A scuba diver has an air tank with a volume of 0.010 m^3. The air in the tank is initially at a pressure of 1.0x10^7 Pa. Assume that the diver breathes 0.400 L/s of air. Find how long the tank will last at a depth of each of the following.
(a) 1.0 m
min
(b) 10.0 m
Please someone help me on this I don't know how to do this. thank you.
min
To solve this problem, we need to use the formula for Boyle's Law, which states that the pressure and volume of a gas are inversely proportional at a constant temperature.
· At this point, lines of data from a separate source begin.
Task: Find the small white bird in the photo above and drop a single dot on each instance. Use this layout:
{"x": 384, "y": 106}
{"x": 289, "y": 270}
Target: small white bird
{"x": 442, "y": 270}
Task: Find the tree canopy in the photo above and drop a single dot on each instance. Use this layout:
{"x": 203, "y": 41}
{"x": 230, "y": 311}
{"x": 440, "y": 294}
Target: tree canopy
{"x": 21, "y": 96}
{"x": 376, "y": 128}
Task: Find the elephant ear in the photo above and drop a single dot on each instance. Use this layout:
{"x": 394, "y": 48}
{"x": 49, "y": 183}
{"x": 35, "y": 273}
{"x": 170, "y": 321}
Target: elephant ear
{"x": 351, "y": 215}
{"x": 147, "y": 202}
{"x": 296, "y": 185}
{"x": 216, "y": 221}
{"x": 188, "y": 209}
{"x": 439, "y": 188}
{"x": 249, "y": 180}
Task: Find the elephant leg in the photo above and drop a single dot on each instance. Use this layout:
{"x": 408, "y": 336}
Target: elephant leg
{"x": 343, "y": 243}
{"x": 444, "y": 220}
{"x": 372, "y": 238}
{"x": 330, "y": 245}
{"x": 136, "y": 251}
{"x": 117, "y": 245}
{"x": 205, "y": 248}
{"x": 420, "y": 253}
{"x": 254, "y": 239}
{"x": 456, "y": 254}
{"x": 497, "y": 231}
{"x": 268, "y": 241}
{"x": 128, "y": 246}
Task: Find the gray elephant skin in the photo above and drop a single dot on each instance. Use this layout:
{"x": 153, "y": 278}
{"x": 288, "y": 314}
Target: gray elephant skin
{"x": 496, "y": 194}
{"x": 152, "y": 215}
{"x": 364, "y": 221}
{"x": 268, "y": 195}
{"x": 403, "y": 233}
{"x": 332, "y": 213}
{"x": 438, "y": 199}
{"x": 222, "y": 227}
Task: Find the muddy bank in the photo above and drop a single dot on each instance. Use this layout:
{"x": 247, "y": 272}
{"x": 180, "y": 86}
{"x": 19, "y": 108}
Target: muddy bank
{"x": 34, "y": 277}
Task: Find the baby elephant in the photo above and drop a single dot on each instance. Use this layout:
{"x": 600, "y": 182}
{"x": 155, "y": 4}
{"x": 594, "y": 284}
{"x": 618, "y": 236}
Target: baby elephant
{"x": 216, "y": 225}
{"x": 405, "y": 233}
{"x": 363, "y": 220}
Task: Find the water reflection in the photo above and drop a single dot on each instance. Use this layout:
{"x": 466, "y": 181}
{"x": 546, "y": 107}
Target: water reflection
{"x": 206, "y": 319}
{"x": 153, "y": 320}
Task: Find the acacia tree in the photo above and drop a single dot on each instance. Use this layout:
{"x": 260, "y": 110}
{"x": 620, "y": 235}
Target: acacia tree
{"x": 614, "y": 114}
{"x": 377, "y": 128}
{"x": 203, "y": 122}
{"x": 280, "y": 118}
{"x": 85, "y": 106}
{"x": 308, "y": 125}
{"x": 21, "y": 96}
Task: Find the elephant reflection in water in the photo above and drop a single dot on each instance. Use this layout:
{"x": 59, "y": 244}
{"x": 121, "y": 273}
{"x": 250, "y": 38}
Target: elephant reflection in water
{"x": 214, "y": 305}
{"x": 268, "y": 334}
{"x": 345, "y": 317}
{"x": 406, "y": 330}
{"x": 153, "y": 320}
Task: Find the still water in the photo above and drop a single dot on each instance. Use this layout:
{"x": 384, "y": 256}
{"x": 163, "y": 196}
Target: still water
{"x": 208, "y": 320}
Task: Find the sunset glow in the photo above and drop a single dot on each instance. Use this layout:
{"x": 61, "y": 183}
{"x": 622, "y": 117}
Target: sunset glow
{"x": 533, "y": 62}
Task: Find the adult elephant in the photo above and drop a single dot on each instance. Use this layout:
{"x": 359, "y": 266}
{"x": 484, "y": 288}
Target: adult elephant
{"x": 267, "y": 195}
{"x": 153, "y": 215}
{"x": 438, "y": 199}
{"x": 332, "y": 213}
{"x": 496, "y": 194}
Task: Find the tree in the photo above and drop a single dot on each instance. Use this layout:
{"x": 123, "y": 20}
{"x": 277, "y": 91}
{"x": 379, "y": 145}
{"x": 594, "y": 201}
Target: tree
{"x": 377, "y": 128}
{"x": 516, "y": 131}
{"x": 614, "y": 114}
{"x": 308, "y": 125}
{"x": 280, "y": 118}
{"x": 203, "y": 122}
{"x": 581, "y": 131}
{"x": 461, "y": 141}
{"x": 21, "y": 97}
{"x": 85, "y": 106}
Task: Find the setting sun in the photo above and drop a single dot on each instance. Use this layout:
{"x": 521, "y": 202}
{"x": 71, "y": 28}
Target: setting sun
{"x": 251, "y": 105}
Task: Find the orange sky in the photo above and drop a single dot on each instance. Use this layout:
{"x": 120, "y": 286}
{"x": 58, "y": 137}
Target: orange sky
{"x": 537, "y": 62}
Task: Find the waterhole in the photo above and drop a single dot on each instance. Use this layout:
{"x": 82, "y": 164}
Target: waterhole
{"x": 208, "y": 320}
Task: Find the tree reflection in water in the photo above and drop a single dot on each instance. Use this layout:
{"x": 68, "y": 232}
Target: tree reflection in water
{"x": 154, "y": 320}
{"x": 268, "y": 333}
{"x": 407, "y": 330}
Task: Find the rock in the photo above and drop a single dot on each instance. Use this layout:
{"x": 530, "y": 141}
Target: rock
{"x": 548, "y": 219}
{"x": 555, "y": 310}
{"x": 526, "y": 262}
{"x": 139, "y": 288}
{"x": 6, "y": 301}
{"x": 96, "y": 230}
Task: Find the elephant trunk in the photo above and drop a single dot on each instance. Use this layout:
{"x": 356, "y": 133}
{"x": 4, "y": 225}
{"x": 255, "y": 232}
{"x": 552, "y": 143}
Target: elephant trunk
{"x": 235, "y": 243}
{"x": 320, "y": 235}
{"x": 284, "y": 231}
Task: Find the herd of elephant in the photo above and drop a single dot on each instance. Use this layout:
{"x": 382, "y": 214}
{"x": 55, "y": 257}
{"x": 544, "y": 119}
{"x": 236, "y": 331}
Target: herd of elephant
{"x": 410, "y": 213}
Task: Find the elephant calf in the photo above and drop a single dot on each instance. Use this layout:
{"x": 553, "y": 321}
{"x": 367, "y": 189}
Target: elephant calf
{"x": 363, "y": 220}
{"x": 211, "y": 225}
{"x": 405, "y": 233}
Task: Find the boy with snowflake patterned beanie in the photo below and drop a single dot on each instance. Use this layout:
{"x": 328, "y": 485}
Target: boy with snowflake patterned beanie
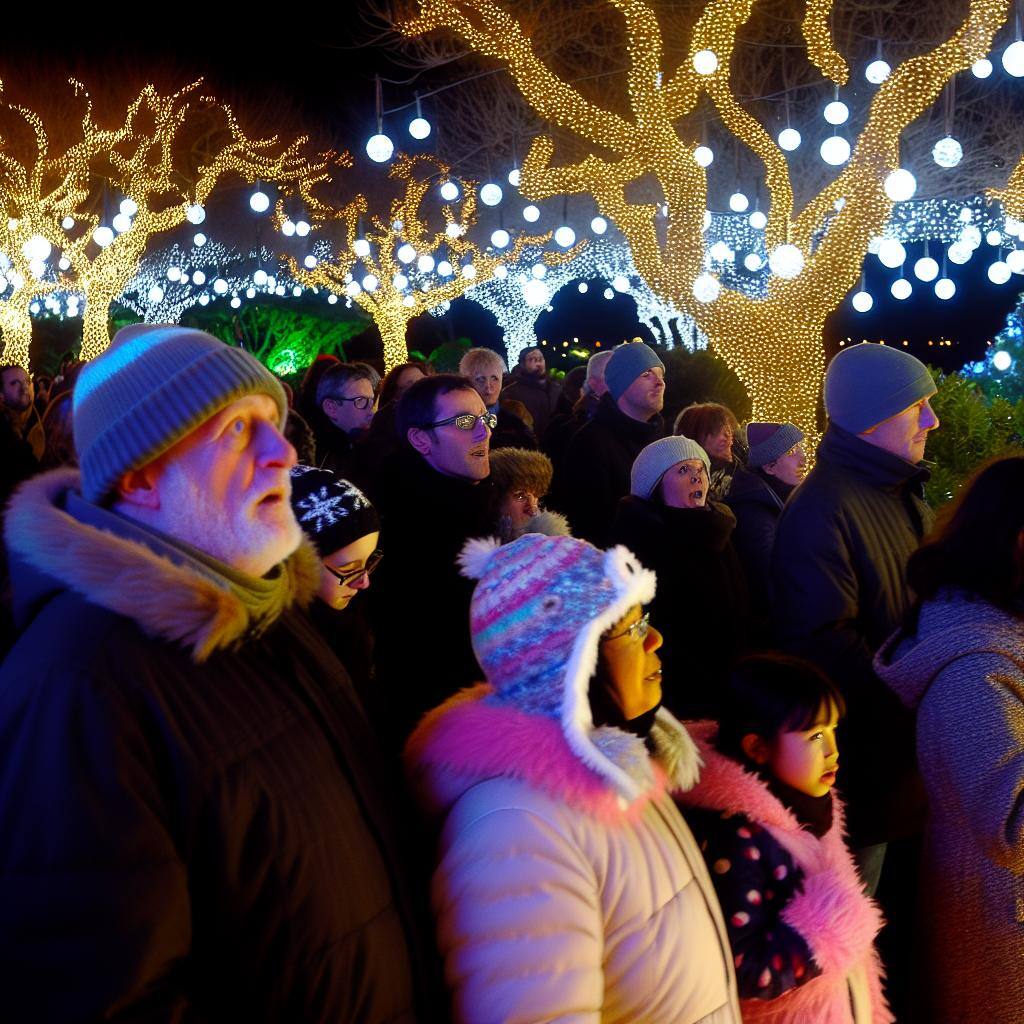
{"x": 771, "y": 830}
The formula is:
P1V1 = P2V2
Where P1 is the initial pressure, V1 is the initial volume, P2 is the final pressure, and V2 is the final volume.
First, let's convert the given values to SI units.
The initial volume V1 is given as 0.010 m^3. No conversion is needed.
The initial pressure P1 is given as 1.0x10^7 Pa. No conversion is needed.
The diver breathes 0.400 L/s of air. To find the change in volume per second, we need to convert liters to cubic meters:
0.400 L/s = 0.400 x (1/1000) m^3/s = 0.0004 m^3/s
Now let's find the final volume V2 at each depth.
(a) Depth of 1.0 m:
According to Boyle's Law, the pressure increases by 1 atm for every 10 m of depth. Therefore, at a depth of 1.0 m, the pressure will increase by 1/10 atm.
The final pressure P2 at a depth of 1.0 m is:
P2 = P1 + ΔP
= 1.0 x 10^7 Pa + (1/10 x 1.013 x 10^5 Pa) [1 atm = 1.013 x 10^5 Pa]
= 1.0 x 10^7 Pa + 1.013 x 10^6 Pa
= 1.1013 x 10^7 Pa
Now we can find the final volume V2 at a depth of 1.0 m using Boyle's Law:
P1V1 = P2V2
(1.0 x 10^7 Pa)(0.010 m^3) = (1.1013 x 10^7 Pa)V2
V2 = (1.0 x 10^7 Pa)(0.010 m^3) / (1.1013 x 10^7 Pa)
= 0.00908 m^3
Now, let's calculate how long the tank will last at a depth of 1.0 m:
The change in volume per second is 0.0004 m^3/s. Therefore, the tank will last:
Time = V2 / (change in volume per second)
= 0.00908 m^3 / 0.0004 m^3/s
= 22.7 seconds
(b) Depth of 10.0 m:
Using the same steps as above, we can find the final volume V2 and calculate the time:
Final pressure P2 at a depth of 10.0 m is:
P2 = P1 + ΔP
= 1.0 x 10^7 Pa + (10/10 x 1.013 x 10^5 Pa) [1 atm = 1.013 x 10^5 Pa]
= 1.0 x 10^7 Pa + 1.013 x 10^6 Pa
= 1.1013 x 10^7 Pa
Using Boyle's Law:
P1V1 = P2V2
(1.0 x 10^7 Pa)(0.010 m^3) = (1.1013 x 10^7 Pa)V2
V2 = (1.0 x 10^7 Pa)(0.010 m^3) / (1.1013 x 10^7 Pa)
= 0.00908 m^3
The tank will last:
Time = V2 / (change in volume per second)
= 0.00908 m^3 / 0.0004 m^3/s
= 22.7 seconds
Therefore, regardless of the depth, the tank will last approximately 22.7 seconds.